Vandaag presenteerde de Europese Commissie de Clean Industrial Deal, die de Europese industrie sterker en duurzamer moet maken, en het omnibus-voorstel, bedoeld om regels eenvoudiger te maken. De reacties van Nederlandse Europarlementariërs zijn heel verschillend, van enthousiast tot kritisch – en alles daartussenin.
CDA: “Strategische industriepolitiek is nodig”
Het CDA steunt de Clean Industrial Deal en ziet het als een belangrijke stap naar een sterker en duurzamer Europa. Volgens Tom Berendsen, CDA-delegatieleider, moet Europa haar industrie beschermen tegen hoge energieprijzen en buitenlandse concurrentie. Ook het vereenvoudigen van regels en het stimuleren van schone energieproductie zijn belangrijk om bedrijven hier te houden.

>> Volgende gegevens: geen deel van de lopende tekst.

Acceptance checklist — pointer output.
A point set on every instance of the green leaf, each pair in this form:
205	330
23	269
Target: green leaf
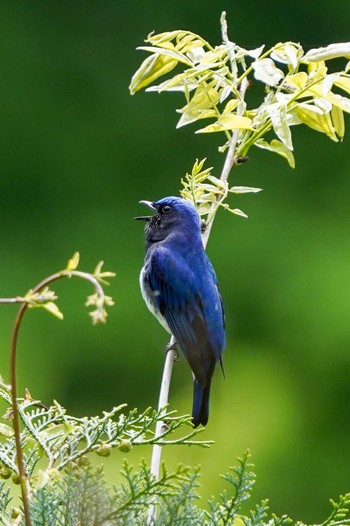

Berendsen benadrukt dat de EU haar klimaatdoelen moet behouden, maar wel moet inzetten op haalbare en betaalbare oplossingen. “Onze energie is te duur, we hebben te weinig grondstoffen en innoveren te weinig. Dit moet Europees worden aangepakt.” Het CDA pleit ervoor dat schone en hernieuwbare energie de norm moet worden en verduurzaming hand in hand gaat met economische groei.
VVD: “Minder bureaucratie, meer innovatie”
De VVD is voor de Clean Industrial Deal, maar vindt dat de plannen verder moeten gaan. Jeannette Baljeu, Europarlementariër voor de VVD, benadrukt dat Europa zonder een sterke industrie kwetsbaar blijft. Innovatie is volgens haar de sleutel naar een schone en concurrerende industrie. “We moeten investeren in CO₂-afvang, kernenergie en een Europese markt voor schone producten.”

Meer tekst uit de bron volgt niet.